Wir widersprechen und wir wollen Widerspruch provozieren. Wir brauchen eine kritische Auseinandersetzung mit Aktionen der Friedensbewegung, ihren Schwächen, ihren Forderungen und Trägern, Trägerinnen. Wir wenden uns ganz entschieden gegen denunziatorische Züge, mit der diese Auseinandersetzung auch in linken Kreisen geführt wird, denn Denunziation zehrt (potenzielle) Bewegungen von innen auf. Reden wir also miteinander.

So beginnt der Artikel von Wolfgang Gehrcke und Christiane Reymann. Sie setzen sich mit dem „zweifachen Beschuss“ auseinander, unter dem die Friedensbewegung steht, dem der Mainstreammedien und von links.

Besonders attackiert werden Ken Jebsen und Lars Mährholz, die, aus dem Montagsmahnwachen kommend, den Aufruf zum Friedenswinter unterschrieben haben.
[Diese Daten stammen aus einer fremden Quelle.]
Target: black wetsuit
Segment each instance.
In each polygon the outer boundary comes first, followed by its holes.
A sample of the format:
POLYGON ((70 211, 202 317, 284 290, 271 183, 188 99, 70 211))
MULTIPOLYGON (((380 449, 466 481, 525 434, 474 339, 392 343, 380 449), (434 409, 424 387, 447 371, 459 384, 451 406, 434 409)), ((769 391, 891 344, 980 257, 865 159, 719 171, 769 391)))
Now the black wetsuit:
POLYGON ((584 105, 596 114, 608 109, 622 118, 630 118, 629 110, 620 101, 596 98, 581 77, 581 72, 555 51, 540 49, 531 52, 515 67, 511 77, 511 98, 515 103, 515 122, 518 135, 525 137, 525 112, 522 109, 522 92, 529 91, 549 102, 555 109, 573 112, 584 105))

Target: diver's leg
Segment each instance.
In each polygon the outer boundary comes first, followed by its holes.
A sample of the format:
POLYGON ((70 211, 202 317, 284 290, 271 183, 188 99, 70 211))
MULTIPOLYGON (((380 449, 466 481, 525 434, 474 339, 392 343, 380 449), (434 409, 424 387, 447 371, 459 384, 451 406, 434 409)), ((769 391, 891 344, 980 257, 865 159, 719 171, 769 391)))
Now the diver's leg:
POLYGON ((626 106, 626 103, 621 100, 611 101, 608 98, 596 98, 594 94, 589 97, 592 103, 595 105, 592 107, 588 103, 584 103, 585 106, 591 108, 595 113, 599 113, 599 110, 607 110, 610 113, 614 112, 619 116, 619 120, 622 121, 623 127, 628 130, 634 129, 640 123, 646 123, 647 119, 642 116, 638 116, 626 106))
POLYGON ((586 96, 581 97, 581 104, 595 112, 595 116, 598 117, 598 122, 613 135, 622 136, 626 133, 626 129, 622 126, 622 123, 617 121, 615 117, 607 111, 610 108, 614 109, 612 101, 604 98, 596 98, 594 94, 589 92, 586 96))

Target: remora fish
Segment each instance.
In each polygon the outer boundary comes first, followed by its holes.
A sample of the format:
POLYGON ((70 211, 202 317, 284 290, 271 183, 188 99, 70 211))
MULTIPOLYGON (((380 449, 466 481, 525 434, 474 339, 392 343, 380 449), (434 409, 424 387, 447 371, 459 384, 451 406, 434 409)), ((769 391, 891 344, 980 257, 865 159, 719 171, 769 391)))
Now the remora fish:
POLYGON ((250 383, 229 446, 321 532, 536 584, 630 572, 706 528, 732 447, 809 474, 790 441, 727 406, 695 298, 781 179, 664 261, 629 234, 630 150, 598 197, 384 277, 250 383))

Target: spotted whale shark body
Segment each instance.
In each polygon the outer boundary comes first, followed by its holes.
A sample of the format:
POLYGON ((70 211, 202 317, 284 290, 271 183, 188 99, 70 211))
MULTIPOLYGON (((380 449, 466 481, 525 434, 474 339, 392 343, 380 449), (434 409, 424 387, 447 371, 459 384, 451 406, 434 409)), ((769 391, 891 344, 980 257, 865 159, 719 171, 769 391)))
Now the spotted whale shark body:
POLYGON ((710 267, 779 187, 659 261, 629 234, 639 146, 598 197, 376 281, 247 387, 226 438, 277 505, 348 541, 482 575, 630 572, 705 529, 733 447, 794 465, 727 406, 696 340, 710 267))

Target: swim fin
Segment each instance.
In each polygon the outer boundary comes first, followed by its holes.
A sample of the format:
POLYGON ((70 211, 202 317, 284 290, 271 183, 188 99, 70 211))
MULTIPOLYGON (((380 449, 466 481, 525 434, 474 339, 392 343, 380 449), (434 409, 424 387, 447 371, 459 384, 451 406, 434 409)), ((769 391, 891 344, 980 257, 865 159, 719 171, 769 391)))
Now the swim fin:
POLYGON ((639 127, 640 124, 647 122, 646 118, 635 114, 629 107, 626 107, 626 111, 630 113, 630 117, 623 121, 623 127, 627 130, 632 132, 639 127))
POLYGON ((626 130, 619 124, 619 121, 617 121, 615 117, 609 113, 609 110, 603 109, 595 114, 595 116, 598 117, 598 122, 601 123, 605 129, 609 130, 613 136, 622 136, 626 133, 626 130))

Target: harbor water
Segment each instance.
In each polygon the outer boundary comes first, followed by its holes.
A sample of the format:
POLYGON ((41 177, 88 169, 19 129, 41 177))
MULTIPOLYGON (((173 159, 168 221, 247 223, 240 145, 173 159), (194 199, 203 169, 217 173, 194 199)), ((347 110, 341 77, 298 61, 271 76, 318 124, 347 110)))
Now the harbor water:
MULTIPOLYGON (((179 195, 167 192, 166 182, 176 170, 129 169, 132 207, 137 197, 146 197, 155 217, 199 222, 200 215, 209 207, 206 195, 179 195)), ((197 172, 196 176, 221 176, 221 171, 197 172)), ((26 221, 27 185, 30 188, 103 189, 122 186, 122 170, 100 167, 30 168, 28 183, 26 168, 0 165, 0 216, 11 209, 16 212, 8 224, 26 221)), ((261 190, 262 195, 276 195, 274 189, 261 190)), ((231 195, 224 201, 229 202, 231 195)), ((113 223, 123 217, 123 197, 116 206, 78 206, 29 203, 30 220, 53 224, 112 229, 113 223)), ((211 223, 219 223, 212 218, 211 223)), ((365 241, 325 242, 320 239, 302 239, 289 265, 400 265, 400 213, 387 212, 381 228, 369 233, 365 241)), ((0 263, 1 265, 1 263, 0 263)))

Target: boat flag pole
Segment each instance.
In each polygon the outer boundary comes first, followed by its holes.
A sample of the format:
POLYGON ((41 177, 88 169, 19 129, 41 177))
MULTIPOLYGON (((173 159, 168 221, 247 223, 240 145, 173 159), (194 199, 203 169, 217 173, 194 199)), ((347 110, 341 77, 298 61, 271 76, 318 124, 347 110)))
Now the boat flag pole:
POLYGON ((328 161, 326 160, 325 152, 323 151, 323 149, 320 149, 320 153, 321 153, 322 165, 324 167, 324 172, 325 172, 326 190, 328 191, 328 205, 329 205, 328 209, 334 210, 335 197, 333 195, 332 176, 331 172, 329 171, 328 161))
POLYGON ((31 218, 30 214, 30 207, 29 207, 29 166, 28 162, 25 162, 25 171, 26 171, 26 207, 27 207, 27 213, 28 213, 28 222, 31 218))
Sie werden aber nicht nur von Linken in die rechte Ecke gestellt, sondern auch von Rechten in die linke. So schreibt Jürgen Elsässer, früher Redakteur der Zeitungen ND, junge welt, Mitgründer der jungle world, jetzt erfolgreich als Herausgeber und Chefredakteur des rechten Blatts Compact, am 17. September 2014: „Die großen Berliner Montagsdemonstrationen wurden von Linksglobalisten wie Pedram Shahyar und Ken Jebsen übernommen und von jedem, der die nationale Souveränität Deutschlands verteidigen will, gesäubert.“

Ken Jebsen, Pedram Shahyar, Lea Frings und andere hatten am 24. Mai 2014 in einem offenen Brief an die Montagsmahnwachen geschrieben: „Unser humanistischer Grundkonsens geht von der Überzeugung aus, dass die Menschen grundsätzlich fähig sind, gemeinsam zu einer solidarischen Art des Wirtschaftens, Austausches und Zusammenlebens zu finden. Die freie Entfaltung des Einzelnen ist dabei die Voraussetzung für die freie Entfaltung aller.“ Der letzte Satz stammt fast wörtlich aus dem Kommunistischen Manifest und findet sich in allen Parteiprogrammen der PDS und der LINKEN. Jebsen, Shahyar, Frings unterstrichen weiter: „Organisierte Neonazis, braune Kameradschaften und faschistoide Praktiken haben auf unseren Mahnwachen nichts verloren. Darin sind wir uns sicher einig.“

Es war Henryk M. Broder, der im Jahr 2011 eine Kampagne gegen Ken Jebsen wegen angeblichen Antisemitismus losgetreten hatte. Im Ergebnis führte sie zu seinem Rausschmiss aus dem RBB, aber nicht wegen Antisemitismus, sondern weil seine Arbeit „nicht den journalistischen Standards“ entspreche. In derselben Presseerklärung vom 24.11.2011 heißt es ausdrücklich: „Der Sender hat Herrn Jebsen gegen den Vorwurf verteidigt, er sei Antisemit und Holocaust-Leugner“.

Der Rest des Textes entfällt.